- Cyril c. 1960
- Born: Ruth Goldfarb
- Known for: Printmaking

= Ruth Cyril =

American printmaker

Ruth Cyril (1920–1988), also known as B. Cyril, was an American printmaker.

==Early life==
She was born Ruth Goldfarb on 1920 in New York City. Her date of birth is reported variously as 1920 or 1938, likely as a result of her name change to Cyril. She was raised in a working class family in the Bronx, where she attended Walton High School.

She studied at Greenwich House Art School, the School of Contemporary Art, New York University, The New School and the Art Students League of New York.

Around 1947, she began using Cyril instead of Goldfarb as her last name; later she stopped using "Ruth" and went by the androgynous mononym, Cyril.

==Art career==
Cyril was known as an experimental printmaker who incorporated sculptural techniques she learned as a jewelry designer. She was a member of the Society of American Graphic Artists and the New York printmakers' group Atelier 17. Her prints had a "sculptural depth" which was achieved by "violent open-biting in the acid bath" creating a deep relief on the printing plate. She also used wire brushes to create atmospheric qualities.

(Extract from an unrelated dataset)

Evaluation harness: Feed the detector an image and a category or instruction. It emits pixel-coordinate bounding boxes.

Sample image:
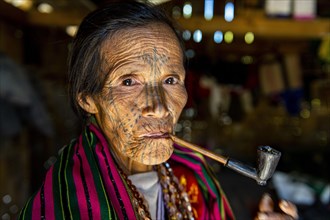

In 1957, she was awarded with a Fulbright grant to France, where she continued her studies at the Sorbonne’s Institut d’Art et d’Archéologie. She went on to work for La Guilde Internationale de la Gravure, a publisher of prints.

Cyril's work was widely exhibited during her lifetime, having solo exhibitions in Paris, London, and New York, where she was affiliated with the galleriest Leo Castelli as well as showing with M. Knoedler & Co. In 1959, she put together a show of prints that traveled to several museums including the Portland Art Museum, the McNay Art Museum, the Addison Gallery of American Art, and others, which continued to travel into the 1960s.

==Collections==
Her work is included in the collections of the Seattle Art Museum, the National Gallery of Art, Washington, the Victoria and Albert Museum, London, the Art Institute of Chicago the Metropolitan Museum of Art, New York, the Indianapolis Museum of Art, and the Albright Knox Art Gallery.